"In England they hold bands accountable for every lyric," says Lombardo, by way of explaining his pro-British stance. He was speaking on the phone from El Paso, Texas, where the band was on tour. "In America, they don't even care that most music takes a really anti-social stance -- that most songs on the radio today equate romance with power and dominance. I mean, when did anyone ever chastise Michael Jackson about his incredibly sexist lyrics, for instance?"
It's easy for Lombardo to talk about accountability, however. His band, 10,000 Maniacs, is riding the crest of critical success, and with good reason. Its first major-label album release, The Wishing Chair (Elektra), is a rare piece of art, full of folk-influenced guitar, gentle mandolin, rock 'n' roll underpinnings and evocative, sensitive lyrics. It sounds like nothing else on the radio, yet its beautiful melodies and emotional layers of content are haunting, ambiguous and compelling. (The band plays Saturday at the Berkeley Square in Berkeley and Sunday at The Stone in San Francisco.)
Many of the complex instrumental backdrops on songs by 10,000 Maniacs give the illusion of virtuosity, but Lombardo claims that almost everyone in the band only started playing their instruments in college or later.
"People do seem to think we're all 'real' musicians,'' he says, "but it's really perseverance and fortitude -- four years of doing nothing else but play. We've gotten a lot better, but also, we believe in a kind of minimalist thing -- that playing less is more. I think sometimes people confuse minimalism with vast amounts of talent."

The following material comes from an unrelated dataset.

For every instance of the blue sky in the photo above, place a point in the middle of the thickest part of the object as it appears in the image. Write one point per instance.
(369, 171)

The Wishing Chair is full of consistently strong music, with a noticeable thread of American traditional values, a hearkening back to the late-'60s British folk group Fairport Convention, and a certain country-Byrds chiming-guitar sound reminiscent of current college radio faves R.E.M.
"I think the R.E.M. comparisons are inevitable," Lombardo shrugs. "In a live setting no one can understand the lyrics (of either R.E.M. or 10,000 Maniacs), so they talk a lot about (Maniacs lead singer Natalie Merchant) using her voice as an instrument, like R.E.M. Also, there is a similarity in subject matter -- both bands have this nostalgia for Americana, a sadness about the institutions that have dematerialized before our eyes."
Almost every member of 10,000 Maniacs is involved in songwriting, with Merchant supplying all the lyrics. ("I gave up writing lyrics entirely when I saw how great hers were," Lombardo said with a sigh.) The subject matter ranges from two strong anti-war anthems, My Mother the War and the lovely, ironic Grey Victory, to a song about a burnt-out furniture factory, Maddox Table.
"None of our songs could be considered traditional love songs," Lombardo says proudly. "I think people are pretty burnt out on drums and synthesizers and music that whines on and on about romance."
10,000 Maniacs was pretty sick of such music when it formed more than four years ago. The group met doing college radio at a Jamestown Community College station in New York, which is fitting for a band whose career owes much of its life to college radio formats and independent record labels (records with no major label contract).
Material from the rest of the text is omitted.